This research paper presents a novel deep reinforcement learning (DRL) solution to the decision-making problem behind algorithmic trading in the stock markets: selecting the appropriate trading action (buy, hold or sell shares) without human intervention. Naturally, the core objective is to achieve an appreciable profit while efficiently mitigating the trading risk. This specific task is particularly complex due to the sequential nature of the problem as well as the stochastic and adversarial aspects of the environment. Moreover, a huge amount of both quantitative and qualitative information, which is generally not available, influences the dynamics of this environment. Until now, DRL algorithms mainly focused on well-known environment with specific properties, such as games. This research paper is a pioneer work assessing the ability of this new artificial intelligence (AI) approach to solve challenging real-life problems, in this case algorithmic trading.

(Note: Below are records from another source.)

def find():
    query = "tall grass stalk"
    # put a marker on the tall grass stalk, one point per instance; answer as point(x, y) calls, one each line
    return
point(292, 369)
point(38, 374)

The three main contributions of this scientific article are as follows. Firstly, the research paper rigorously formalizes the particular algorithmic trading problem at hand, and makes the link with the reinforcement learning (RL) formalism. Especially, the state and action spaces are discussed in detail together with the rewards and the main objective. Secondly, a novel DRL algorithm, denoted Trading Deep Q-Network (TDQN), is thoroughly presented. As its name indicates, it is inspired from the famous DQN algorithm developed to play Atari games, but significantly adapted to the particular algorithmic trading problem at hand. Thirdly, a new and more rigorous methodology is proposed to objectively assess the performance of trading strategies. This procedure is all the more important because multiple contributions in algorithmic trading tend to prioritize good results over a proper objective scientific approach.
The performance realized by the TDQN algorithm is interesting and informative. On the one hand, the DRL algorithm achieves promising results, surpassing on average the benchmark trading strategies considered. Moreover, the TDQN strategy demonstrates multiple benefits compared to more classical approaches, such as an appreciable versatility and a remarkable robustness to diverse trading costs. On the other hand, the research paper highlights the core challenges that DRL techniques still need to overcome: the management of poorly observable environments and the lack of generalization, to cite the main ones.